Fill the Void is
an award winning Israeli movie slated for limited US release. I got to see it
at the SF Int’l Film Fest last week, and thought it was remarkable on many
levels. It offers us an intimate, fascinating glimpse into an elaborate, but
insular culture very, very different from our own; and through tragedy and
drama entices us into the hearts of one family, and, in particular the moral
and emotional coming of age experience of one young woman.
The story unfolds within, and on one level is about, the
ultra-orthodox Hassidic community of Tel Aviv.
This is a male dominated world, but that’s not the whole truth. The
domestic life of the Hassidic family at the core of Fill the Void is very much a female domain, and, as the film plays
out it appears that the women are every bit as important to, and revered by,
the male rabbis and scholars as are their sacred Talmud, Torah and tradition.
Ultimately, Fill the Void is a
closely observed story about this complicated universe, about the intersection
between faith and family, and between duty to your family and duty to your own
heart.
The picture opens as 18-year old Shira Mendelman (played by
the terrific young actress, Hadas Yaron)
and her mother Rivka (Irit Sheleg) are
in a supermarket in order to get a pre-arranged, giddy glimpse of the young man
a matchmaker has set up as Shira’s prospective fiancée - assuming she finds him
acceptable, that is.

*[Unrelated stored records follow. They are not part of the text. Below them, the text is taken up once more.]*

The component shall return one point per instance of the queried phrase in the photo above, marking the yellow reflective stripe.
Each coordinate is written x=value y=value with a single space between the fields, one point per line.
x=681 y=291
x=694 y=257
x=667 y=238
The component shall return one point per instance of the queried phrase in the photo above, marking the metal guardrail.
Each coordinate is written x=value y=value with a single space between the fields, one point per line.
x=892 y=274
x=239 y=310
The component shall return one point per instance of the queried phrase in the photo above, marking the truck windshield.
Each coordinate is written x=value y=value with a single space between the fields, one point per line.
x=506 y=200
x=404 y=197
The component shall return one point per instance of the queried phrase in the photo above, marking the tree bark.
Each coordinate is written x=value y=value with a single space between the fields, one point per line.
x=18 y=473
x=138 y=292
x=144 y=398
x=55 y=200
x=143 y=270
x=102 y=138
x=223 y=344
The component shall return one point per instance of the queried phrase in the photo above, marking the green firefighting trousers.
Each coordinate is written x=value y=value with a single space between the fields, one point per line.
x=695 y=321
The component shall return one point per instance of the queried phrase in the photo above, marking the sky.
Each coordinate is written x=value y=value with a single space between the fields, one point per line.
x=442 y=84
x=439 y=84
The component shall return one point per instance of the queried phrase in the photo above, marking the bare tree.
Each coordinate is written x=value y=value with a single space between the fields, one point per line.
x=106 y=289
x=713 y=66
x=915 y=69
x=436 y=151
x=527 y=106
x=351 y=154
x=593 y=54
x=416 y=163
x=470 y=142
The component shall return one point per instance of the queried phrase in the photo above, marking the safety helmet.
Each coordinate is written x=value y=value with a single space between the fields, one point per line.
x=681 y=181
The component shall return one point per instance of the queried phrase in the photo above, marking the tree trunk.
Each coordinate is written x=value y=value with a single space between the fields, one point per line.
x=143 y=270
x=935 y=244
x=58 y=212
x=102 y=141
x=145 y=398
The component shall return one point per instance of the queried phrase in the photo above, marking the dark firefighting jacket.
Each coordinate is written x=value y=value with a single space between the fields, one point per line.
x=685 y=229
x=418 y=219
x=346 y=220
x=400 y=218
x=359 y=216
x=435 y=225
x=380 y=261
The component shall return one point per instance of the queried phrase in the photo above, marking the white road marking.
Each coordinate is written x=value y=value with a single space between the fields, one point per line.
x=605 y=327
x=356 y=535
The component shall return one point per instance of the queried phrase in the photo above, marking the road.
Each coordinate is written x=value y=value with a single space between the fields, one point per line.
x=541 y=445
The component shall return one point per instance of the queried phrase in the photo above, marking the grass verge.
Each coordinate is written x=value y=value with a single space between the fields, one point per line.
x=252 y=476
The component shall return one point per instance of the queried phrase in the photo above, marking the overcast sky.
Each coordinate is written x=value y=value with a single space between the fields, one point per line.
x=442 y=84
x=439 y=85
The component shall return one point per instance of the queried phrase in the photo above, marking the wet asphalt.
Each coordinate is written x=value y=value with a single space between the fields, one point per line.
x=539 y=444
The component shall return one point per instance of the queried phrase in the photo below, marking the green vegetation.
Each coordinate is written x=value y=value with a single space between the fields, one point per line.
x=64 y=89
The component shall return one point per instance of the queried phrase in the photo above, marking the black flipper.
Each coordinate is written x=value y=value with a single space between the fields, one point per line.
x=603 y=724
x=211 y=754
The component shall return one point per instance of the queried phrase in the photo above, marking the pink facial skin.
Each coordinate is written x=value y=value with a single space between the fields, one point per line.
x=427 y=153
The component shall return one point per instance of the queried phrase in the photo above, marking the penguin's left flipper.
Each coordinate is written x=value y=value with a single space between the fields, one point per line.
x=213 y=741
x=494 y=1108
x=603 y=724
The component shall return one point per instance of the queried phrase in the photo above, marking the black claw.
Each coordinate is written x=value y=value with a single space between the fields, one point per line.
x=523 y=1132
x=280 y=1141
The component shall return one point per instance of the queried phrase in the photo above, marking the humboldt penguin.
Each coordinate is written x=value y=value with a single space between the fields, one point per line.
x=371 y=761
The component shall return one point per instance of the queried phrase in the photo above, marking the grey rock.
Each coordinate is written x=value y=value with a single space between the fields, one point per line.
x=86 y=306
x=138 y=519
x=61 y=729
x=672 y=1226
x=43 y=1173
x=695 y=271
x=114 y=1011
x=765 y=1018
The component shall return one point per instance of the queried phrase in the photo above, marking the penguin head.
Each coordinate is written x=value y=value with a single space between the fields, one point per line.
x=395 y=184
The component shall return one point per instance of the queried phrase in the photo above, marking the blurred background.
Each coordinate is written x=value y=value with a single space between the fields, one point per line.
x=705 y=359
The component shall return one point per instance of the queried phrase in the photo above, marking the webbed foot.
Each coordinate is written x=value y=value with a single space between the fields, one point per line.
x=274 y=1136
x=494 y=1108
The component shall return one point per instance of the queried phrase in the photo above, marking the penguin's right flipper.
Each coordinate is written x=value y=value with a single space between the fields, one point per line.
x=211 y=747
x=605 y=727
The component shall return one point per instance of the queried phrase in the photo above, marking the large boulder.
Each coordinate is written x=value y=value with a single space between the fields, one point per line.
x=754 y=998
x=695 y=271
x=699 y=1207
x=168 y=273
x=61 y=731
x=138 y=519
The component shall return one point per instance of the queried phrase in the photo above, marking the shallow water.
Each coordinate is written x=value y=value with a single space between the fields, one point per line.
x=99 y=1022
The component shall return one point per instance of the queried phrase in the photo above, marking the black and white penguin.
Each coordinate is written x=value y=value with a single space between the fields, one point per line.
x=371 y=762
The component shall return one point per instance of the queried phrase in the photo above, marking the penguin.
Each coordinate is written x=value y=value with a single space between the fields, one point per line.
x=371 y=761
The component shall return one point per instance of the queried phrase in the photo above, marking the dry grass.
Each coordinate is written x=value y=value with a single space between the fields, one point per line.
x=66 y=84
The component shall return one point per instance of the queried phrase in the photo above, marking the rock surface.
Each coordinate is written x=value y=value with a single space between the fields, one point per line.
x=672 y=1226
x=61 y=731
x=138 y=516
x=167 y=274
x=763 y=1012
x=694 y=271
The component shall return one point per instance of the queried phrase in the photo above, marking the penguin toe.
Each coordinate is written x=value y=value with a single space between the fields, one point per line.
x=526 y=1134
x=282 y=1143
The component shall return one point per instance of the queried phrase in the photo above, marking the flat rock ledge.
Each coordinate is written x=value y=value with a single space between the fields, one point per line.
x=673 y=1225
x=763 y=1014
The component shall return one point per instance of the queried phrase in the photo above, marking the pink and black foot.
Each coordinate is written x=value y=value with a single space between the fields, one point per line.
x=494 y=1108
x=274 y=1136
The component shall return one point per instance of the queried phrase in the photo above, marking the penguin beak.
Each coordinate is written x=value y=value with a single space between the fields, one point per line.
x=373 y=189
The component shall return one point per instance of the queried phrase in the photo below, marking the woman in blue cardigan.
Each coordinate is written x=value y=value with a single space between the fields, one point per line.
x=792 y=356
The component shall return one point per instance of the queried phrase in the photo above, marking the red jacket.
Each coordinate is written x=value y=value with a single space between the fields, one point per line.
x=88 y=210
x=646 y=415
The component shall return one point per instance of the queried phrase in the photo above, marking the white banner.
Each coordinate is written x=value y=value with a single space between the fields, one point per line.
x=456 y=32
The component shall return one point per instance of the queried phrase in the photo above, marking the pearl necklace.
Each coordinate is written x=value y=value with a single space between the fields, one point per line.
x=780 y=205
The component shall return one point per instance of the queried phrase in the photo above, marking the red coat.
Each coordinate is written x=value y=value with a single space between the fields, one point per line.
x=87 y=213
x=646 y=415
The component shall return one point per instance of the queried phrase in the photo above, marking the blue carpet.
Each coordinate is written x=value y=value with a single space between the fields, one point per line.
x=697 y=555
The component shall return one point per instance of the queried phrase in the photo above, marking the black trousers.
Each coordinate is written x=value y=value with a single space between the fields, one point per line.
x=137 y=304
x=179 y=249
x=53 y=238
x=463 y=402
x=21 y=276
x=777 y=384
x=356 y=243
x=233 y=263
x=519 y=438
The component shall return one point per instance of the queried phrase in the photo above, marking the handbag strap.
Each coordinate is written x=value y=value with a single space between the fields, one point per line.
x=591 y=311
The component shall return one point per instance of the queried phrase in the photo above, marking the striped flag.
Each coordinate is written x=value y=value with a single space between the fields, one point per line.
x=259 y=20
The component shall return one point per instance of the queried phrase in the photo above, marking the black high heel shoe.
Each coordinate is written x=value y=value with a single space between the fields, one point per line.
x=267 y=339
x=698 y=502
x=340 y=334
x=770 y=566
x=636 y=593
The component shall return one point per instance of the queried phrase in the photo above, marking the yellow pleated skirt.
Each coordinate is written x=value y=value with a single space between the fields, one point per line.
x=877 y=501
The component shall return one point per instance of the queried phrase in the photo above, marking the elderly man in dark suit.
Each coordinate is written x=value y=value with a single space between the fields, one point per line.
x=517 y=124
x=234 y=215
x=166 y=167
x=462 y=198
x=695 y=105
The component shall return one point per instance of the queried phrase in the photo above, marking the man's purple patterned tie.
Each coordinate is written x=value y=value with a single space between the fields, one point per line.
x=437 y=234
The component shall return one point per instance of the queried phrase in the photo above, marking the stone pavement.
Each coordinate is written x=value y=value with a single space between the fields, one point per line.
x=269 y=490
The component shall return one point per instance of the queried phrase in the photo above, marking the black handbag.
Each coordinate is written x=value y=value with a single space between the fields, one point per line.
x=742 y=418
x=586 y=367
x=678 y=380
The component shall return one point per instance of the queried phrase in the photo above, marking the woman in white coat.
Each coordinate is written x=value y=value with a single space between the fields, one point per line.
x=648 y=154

Next, we’re a fly on the wall watching Shira and her
family celebrating a Purim feast – the women at one end of the room watching,
listening; the men – religious scholars all, with their sidelocks, beards, dark,
exotic hats, long coats, etc., – drinking, praying and enthusiastically singing
at the elaborate, candle-lit dining table.
Before the evening ends, however, Shira’s beautiful older
sister, Esther dies in childbirth, plunging the family into crushing grief. The
baby survives, becoming a source of joy and consolation, and certainly for reflection.
Shira and her mother devote themselves to caring for the infant when his
father, the scholar Yochay (a soulful Yiftach Klein) is not around. It is
acknowledged that Yochay will need a new wife, to care for the child among
other things. When Yochay announces that he is considering an offer of matrimony
to a woman in Belgium, which would mean moving there with his son, Rivka is
beside herself with renewed grief. First,
Esther was taken from her, and now her grandson? “Tell me, how will I survive
this?” she asks.
Eventually she devises a possible solution: that Shira could
marry Yochay, keeping the family intact. Yochay has his doubts. Shira can’t
believe it. Marry her brother in law? A man ten years older than she? For her
mother and her family? What about her own life, her own dreams? She must do
what’s right, but how can she know what that is?
Writer/director Rama Burshtein explores this drama with
sensitivity and finesse. Burshtein
herself is a member of Tel Aviv’s Hassidic community, by choice. Born in New York and raised in Israel, she attended film school in Jerusalem and as an adult, was drawn to and joined the Hassidim. “My privilege,” she has said, “is that I know both worlds.” Fill
the Void benefits from this. It is not an
exposé, but an exploration,
intended for a secular audience. The film does not proselytize, but it does
humanize a life and an experience seemingly so different from our own, and yet,
in many ways not.
For me, this motion picture started as an interesting look
at that world, but soon drew me into the drama and emotion of the very human
story. There are no villains, only real, flesh and blood characters facing
difficult circumstances and dilemmas. Most surprising is the respect shown for
Shira’s individuality and for the understanding that her decision is both
important and personal. Rivka, although she clearly asserts her own wishes, insists
that her daughter must decide for herself; as does Shira’s father and as
does, in a lovely moment, the senior Rabbi.
Also striking, given my initial stereotyped assumptions about
this culture, is the sensitive portrayal of the intimate, developing
relationship between Yochay and Shira as both struggle with the choices they
face; and indeed, in the little glimpses we get of the domestic interactions
between Rivka and her husband and between the Rabbi and his wife, we see a rich
and balanced relationship between the men and women. The Hassidic world may not
be a feminist’s ideal, but it seems, in Burshtein’s representation, to be a
world in which respect and understanding can co-exist with traditional,
conservative gender roles.
Ultimately, Fill the
Void is a tender, emotional, beautifully rendered domestic drama. This is
not a genre I’m normally drawn to, but this is one of the best movies I have
seen in some time. It opens in the US on May 24th. Seek it out.